2019年3月16~17日 霞喀羅古道 / 霞喀羅大山 / 布奴加里山 日本時代の警備道を歩き、中級山二座を登る

白石駐在所(修復すみ)
四年前に訪れた新竹縣五峰鄉との尖石鄉に跨る霞喀羅古道を再び訪れた。前回の訪問時は、がけ崩れのため不通となっていたが、昨年12月に修復を完了した古道が全線再度開かれた。今回は、まだ歩いていなかった石鹿側から入り、峠を越えて前回途中まで歩いた白石吊橋からの部分を養老へ歩いた。途中、霞喀羅大山(石鹿大山)と布奴加里山を登った。全線20キロ強の古道は、付近の山に登らなければ一日で歩くことはできるが、今回はほぼ中間の白石駐在所の跡地で設営し二日で歩いた。

石鹿登山口にて全メンバー
前回の養老側を歩いた時も簡単に記したが、この古道は日本統治時代の産物である。現在は台湾中央政府の林務局の管理下にある。歩道となっている部分は、日本時代に造られた五峰(当時の呼称は十八兒)から秀巒(控溪)までの60㎞に及ぶシャカロ・サカヤチン警備道の一部で、一番山深い部分である。
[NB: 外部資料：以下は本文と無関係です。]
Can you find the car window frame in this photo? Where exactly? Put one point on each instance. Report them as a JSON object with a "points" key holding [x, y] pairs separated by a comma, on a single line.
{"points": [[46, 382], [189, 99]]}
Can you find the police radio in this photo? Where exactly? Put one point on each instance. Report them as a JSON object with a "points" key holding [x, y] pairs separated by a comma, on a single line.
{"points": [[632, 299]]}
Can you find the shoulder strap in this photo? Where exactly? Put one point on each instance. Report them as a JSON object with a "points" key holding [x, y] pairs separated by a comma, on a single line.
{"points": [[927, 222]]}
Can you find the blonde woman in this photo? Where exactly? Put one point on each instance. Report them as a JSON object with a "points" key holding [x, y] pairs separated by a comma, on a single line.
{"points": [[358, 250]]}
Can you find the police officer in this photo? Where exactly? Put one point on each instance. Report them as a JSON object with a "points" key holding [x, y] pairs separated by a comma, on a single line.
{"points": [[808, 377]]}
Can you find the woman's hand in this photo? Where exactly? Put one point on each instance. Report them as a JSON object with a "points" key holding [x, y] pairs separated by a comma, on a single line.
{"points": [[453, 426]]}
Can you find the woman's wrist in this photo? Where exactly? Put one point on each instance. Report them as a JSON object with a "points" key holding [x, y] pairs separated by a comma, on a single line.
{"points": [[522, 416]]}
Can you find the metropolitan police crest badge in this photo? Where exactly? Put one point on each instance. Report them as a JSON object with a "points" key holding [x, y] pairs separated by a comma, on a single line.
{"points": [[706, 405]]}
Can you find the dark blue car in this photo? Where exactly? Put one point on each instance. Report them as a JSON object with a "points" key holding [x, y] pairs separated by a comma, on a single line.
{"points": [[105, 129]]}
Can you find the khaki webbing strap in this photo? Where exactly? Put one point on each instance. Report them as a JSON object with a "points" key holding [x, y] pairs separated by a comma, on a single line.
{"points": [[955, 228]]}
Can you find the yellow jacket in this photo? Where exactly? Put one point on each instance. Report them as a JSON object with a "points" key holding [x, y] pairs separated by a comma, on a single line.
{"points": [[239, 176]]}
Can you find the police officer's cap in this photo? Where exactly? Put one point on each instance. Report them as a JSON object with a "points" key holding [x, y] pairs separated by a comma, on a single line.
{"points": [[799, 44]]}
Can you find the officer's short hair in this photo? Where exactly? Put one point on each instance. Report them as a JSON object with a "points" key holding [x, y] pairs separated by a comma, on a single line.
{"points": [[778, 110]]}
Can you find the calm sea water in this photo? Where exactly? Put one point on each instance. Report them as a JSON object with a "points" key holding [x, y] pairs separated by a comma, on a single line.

警備道は、日本時代に生蕃と呼ばれた山岳に住む原住民を制圧管理するための軍事用道路である。

西側から峠を越え東側へ
二つのピークは霞喀羅大山(左)と布奴加里山
明治28年  (1895年)に台湾を接収した日本政府は、殖民政策を進めるにつき、山岳部の原住民との接触が始まる。初期の懐柔政策から第五代台湾総督、佐久間左馬太(在任1906年~1915年)の武力による理蕃政策へと、原住民への対応が変わる。従来原住民の部族間での首狩りなどを含む各テリトリー間の争いはあったが、外部との接触は必要物資の交換だけでほぼ自給自足独立状態だった。そこへ樟脳や茶葉などの農作物や森林資源などの開発を進める活動がやってきた。当然衝突が起きる。

古道は新竹縣五峰鄉と尖石鄉にまたがる
この地では、霞喀羅大山を分水嶺とする西側霞喀羅溪及び東側薩克亞金溪の流域に住む泰雅族(タイヤル族)部落との間で大正6年(1917年)と大正9年に霞喀羅事件が発生する。この事件を通じ、総督府はもともと原住民の部落間往来の山道を、軍事目的に耐える警備道に広げていく。警備道には駐在所を設置し、原住民の管理を強化する。警備道を経て設置され、原住民部落に標的を向けた大砲は、帰順を促すに充分であった。昭和時代には原住民との衝突がなくなり、通行の安全の確保ができた後は、単に警備目的だけはなく、登山などの目的にも利用される。峠近くの田村台駐在所には酒保と呼ばれる購買部もでき、駐在所は現代の山小屋のような機能も果たした。

布奴加里山の山道で見かけた水晶蘭
戦後日本は去ったが、国民政府は駐在所を警察派出所として利用していった。原住民も次第に山を下って移住し、派出所も閉鎖される。今回設営場として利用した白石(サカヤチン)駐在所は、もともと大正11年(1922年)に設置され、戦後も引き続き警官が1989年まで駐在していた。戦後も長く派出所があったことが幸いして、古道はメンテが行われていたので、他の日本時代警備道に比べると状態はよい。現在は林務局が国家歩道として管理を引き継いでいる。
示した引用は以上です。